Newly discovered blood factor mimics exercise benefits in the brain

QUEENSLAND, Australia — A promising discovery in the realm of brain health could lead to breakthrough treatments. Researchers from Australia have found that an injection of a particular blood factor can mirror the brain benefits that usually come from intense exercise.

University of Queensland scientists focused their study on platelets, tiny blood cells essential for clotting. They found that these platelets secrete a protein rejuvenating neurons in elderly mice in a manner akin to exercise.

“We know exercise increases production of new neurons in the hippocampus, the part of the brain important for learning and memory, but the mechanism hasn’t been clear,” says Dr. Odette Leiter, from the Queensland Brain Institute, in a university release. “Our previous research has shown platelets are involved, but this study shows platelets are actually required for this effect in the aged mice.”

Neural stem cells in a mouse hippocampus shown in green (cell bodies shown in blue) give rise to new mature neurons
Neural stem cells in a mouse hippocampus shown in green (cell bodies shown in blue) give rise to new mature neurons. (credit: University of Queensland)
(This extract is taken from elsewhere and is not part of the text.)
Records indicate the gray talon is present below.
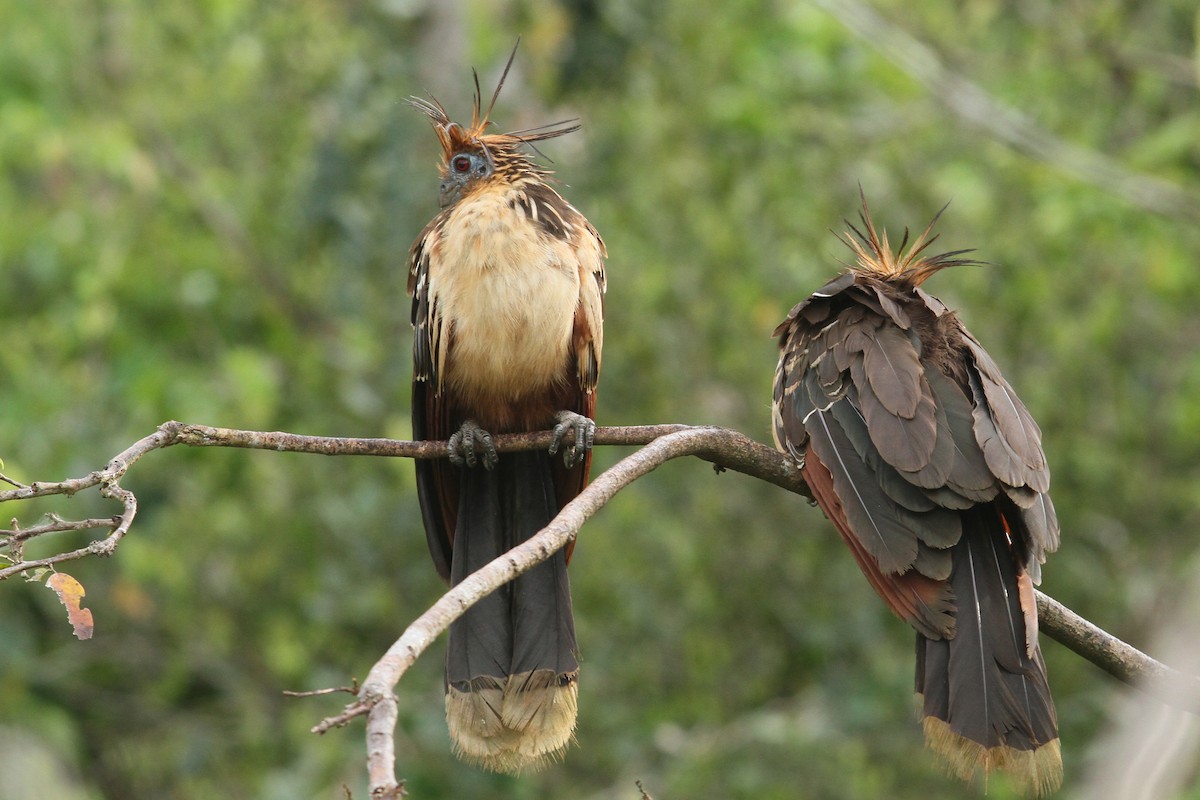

Delving deeper, the team looked into exerkines — biological compounds that flood the bloodstream during physical activity and are thought to prompt the brain’s exercise-induced response.

“We discovered that the exerkine CXCL4/Platelet factor 4 or PF4, which is released from platelets after exercise, results in regenerative and cognitive improvements when injected into aged mice,” notes Dr. Leiter.

This could lead to significant advancements in drug-based interventions.

“For a lot of people with health conditions, mobility issues or of advanced age, exercise isn’t possible, so pharmacological intervention is an important area of research,” explains Dr. Tara Walker, also from the Queensland Brain Institute. “We can now target platelets to promote neurogenesis, enhance cognition and counteract age-related cognitive decline.”

Looking ahead, the team intends to examine the response in mice with Alzheimer’s disease, paving the way for potential human trials.

“It’s important to note this is not a replacement for exercise,” says Dr. Walker. “But it could help the very elderly or someone who has had a brain injury or stroke to improve cognition.”

The study is published in the journal Nature Communications.